Азула была одурманена произошедшей ночью, ведомая, словно калека — под руки, неразговорчивой хмурой старухой, которая уводила ее все дальше и дальше по коридору собственного скрюченного дома. Азула мрачно оглядывала каждую дверь, что была неприветливо и подозрительно заперта, но не задавая ни одного вопроса, стараясь как можно меньше говорить, она, теряющая все мыслимые и немыслимые преграды, практически падала на ходу от бессилия, впадая в какие-то неописуемые во времени провалы, приходя в себя в самых непонятных ситуациях. Прямо сейчас она видела перед собой поеденное морщинами лицо Хамы, что накрывала ее одеялом, кладя на лоб мокрую, пропитанную пахучими травами тряпку, усаживаясь рядом с Азулой, продолжая беспрестанно и завораживающе расчесывать ей волосы, напевая монотонный въедливый мотив, убаюкивая и околдовывая. Азула нескончаемо водила глазами по разным углам, борясь с сонливостью, понимая, что камень грез уже со всей силой давил на нее незабываемыми фантазиями, смешивая выдумку и реальность.
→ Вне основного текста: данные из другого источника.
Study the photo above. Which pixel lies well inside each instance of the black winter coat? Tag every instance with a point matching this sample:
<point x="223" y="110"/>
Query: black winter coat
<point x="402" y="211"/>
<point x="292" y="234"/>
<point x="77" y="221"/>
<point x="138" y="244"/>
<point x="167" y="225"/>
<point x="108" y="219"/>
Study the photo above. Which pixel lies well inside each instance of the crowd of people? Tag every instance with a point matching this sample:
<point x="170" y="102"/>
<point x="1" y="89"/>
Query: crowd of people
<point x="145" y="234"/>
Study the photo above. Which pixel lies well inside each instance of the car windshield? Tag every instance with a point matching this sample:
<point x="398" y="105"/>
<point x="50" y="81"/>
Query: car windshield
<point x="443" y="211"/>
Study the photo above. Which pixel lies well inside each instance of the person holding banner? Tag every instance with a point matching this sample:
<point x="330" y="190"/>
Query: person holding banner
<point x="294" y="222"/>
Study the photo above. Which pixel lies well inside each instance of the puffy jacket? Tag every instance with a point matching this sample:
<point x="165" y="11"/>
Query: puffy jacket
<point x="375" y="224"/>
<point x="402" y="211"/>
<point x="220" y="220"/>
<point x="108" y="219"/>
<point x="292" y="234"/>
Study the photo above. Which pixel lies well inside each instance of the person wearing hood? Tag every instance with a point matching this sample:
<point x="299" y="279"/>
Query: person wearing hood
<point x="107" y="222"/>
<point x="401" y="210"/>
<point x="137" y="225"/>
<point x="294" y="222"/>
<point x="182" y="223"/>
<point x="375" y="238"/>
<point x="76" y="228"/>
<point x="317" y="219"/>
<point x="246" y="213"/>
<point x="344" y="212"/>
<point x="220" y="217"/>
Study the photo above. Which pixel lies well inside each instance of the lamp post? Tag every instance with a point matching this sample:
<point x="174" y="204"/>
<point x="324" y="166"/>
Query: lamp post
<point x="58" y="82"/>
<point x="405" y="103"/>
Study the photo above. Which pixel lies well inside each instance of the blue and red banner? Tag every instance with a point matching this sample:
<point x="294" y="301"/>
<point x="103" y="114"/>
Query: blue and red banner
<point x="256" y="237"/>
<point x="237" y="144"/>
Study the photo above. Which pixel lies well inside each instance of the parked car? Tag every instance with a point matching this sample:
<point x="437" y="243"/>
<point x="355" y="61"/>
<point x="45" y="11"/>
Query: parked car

— Комнат много, — отложила она гребень, беря в руки теплую дымящуюся кружку, вынуждая принцессу сделать глоток. — Это гостиница. Я промышляю в сезон, сдавая их. А сейчас тут так пусто, мне не по себе от этого звонкого одиночества. Как хорошо, что ты пришла скрасить мою жизнь, — улыбнулась Хама, продолжая опаивать, наблюдая за тем, как бессилие и болезнь поглощает гостью полностью. Азула вся покрылась мелкой испариной, тяжело дыша, озверевше вцепляясь в одеяло. — Главным ингридиентом этого лечебного зелья является сок кактуса и маковые выжимки. Сейчас у тебя поднимется жар, но после пробуждения ты будешь чувствовать себя намного лучше, — поправляет ей мокрое полотенце, закрывая принцессе глаза, вынуждая сгинуть в сновиденческом бреду. Азула задышала громче, чаще и глубже, испытывая легкость в теле, обжигающий жар собственного огня, проваливаясь в черноту, в которой и просвета не предвиделось, укутываемая тем безумным прилипчивым теплом.
Она откидывает полотенце с глаз, разлепляя тяжелые веки, замечая, что осталась одна. Жесткая скрипучая и холодная кровать. Яркий переливающийся свет, она приподнимает ладони, пугаясь. Ее пальцы охватил бурный дикий, цвета индиго, огонь. Он распространялся по всей комнате точно опоенный, залезая на стены, окутывая ее кровать, взбираясь на одеяло, поджигая каждый сантиметр ее мыслей. Она касается горящими руками лица, ощущая, как горят уже волосы. Азула закричала, что есть мочи, брыкаясь на кровати, закрывая лицо от того света, что близился к ней.
— Комета Созина… — прошептала она, возгорая синим пламенем.
— Что ты там бормочешь? — вошла к ней вновь Хама, неся новое полотенце.
— Огонь! — восклицает она уже слабо, пугаясь собственной стихии. — Огонь повсюду. Я горю… — полились из слипающихся глаз слезы.
— Да-а… — снимает с нее старое полотенце Хама, трогая влажный лоб принцессы. — Ты горишь, — кладет на ее лоб уже ледяную влажную тряпку, практически не выжимая. Холодные капли побежали по ее вискам, скапливаясь в уголках глаз, набираясь — лились рекой до самой шеи. — Не плачь, — стирает с нее крупные капли старуха.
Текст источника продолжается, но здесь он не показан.